Knucke Cracking May Not Cause Arthritis

One of the hallmarks of arthritis is a reduction of the cartilage in the joint space.

This study compared habitual knuckle crackers with non-knuckle crackers.  The looked at the thickness of their finger cartilage and hand grip strength.

They found the opposite of what you might think.  The habitual knuckle crackers actually hand thicker joint cartilage than the non-knuckle crackers at the end of the study.  Both groups had about the same grip strength as well.
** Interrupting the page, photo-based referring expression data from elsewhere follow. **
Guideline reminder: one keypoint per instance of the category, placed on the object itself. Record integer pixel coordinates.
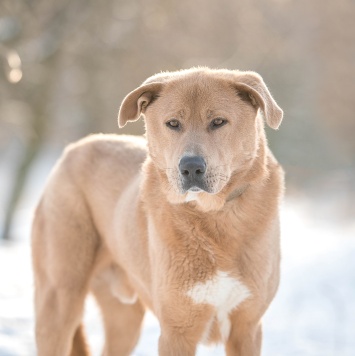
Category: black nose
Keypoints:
(192, 167)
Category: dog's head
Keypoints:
(203, 127)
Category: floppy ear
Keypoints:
(135, 103)
(253, 84)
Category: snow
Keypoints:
(313, 313)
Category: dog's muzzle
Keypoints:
(192, 172)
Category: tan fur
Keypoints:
(113, 219)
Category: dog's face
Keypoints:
(202, 126)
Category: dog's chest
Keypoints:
(224, 294)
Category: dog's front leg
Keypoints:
(245, 337)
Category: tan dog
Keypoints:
(188, 228)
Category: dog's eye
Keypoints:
(218, 122)
(173, 124)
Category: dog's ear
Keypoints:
(135, 103)
(253, 85)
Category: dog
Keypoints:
(184, 222)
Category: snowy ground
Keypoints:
(312, 315)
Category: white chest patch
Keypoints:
(191, 196)
(224, 293)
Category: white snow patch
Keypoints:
(224, 293)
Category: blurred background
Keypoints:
(66, 65)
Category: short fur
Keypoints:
(115, 220)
Hand Surgery and Rehabilitation

Available online 11 October 2016

M.T. Yildizgören

Joint cracking involves a manipulation of the finger joints resulting in an audible crack. This study aimed to determine whether habitual knuckle cracking (KC) leads to an alteration in grip strength and metacarpal head (MH) cartilage thickness. Thirty-five habitual knuckle crackers (cracking their joints ≥5 times/day) (20 M, 15 F, aged 19–27 years) and 35 age-, gender-, and body mass index-matched non-crackers were enrolled in the study. MH cartilage thickness was measured with ultrasound and grip strength was measured with an analog Jamar hand dynamometer. Grip strength was similar between groups (P > 0.05). Habitual knuckle crackers had thicker MH cartilage in the dominant and non-dominant hands than those of the controls (P = 0.038 and P = 0.005, respectively). There was no correlation between MH cartilage thickness and grip strength in both groups (P > 0.05). While habitual KC does not affect handgrip strength, it appears to be associated with increased MH cartilage thickness.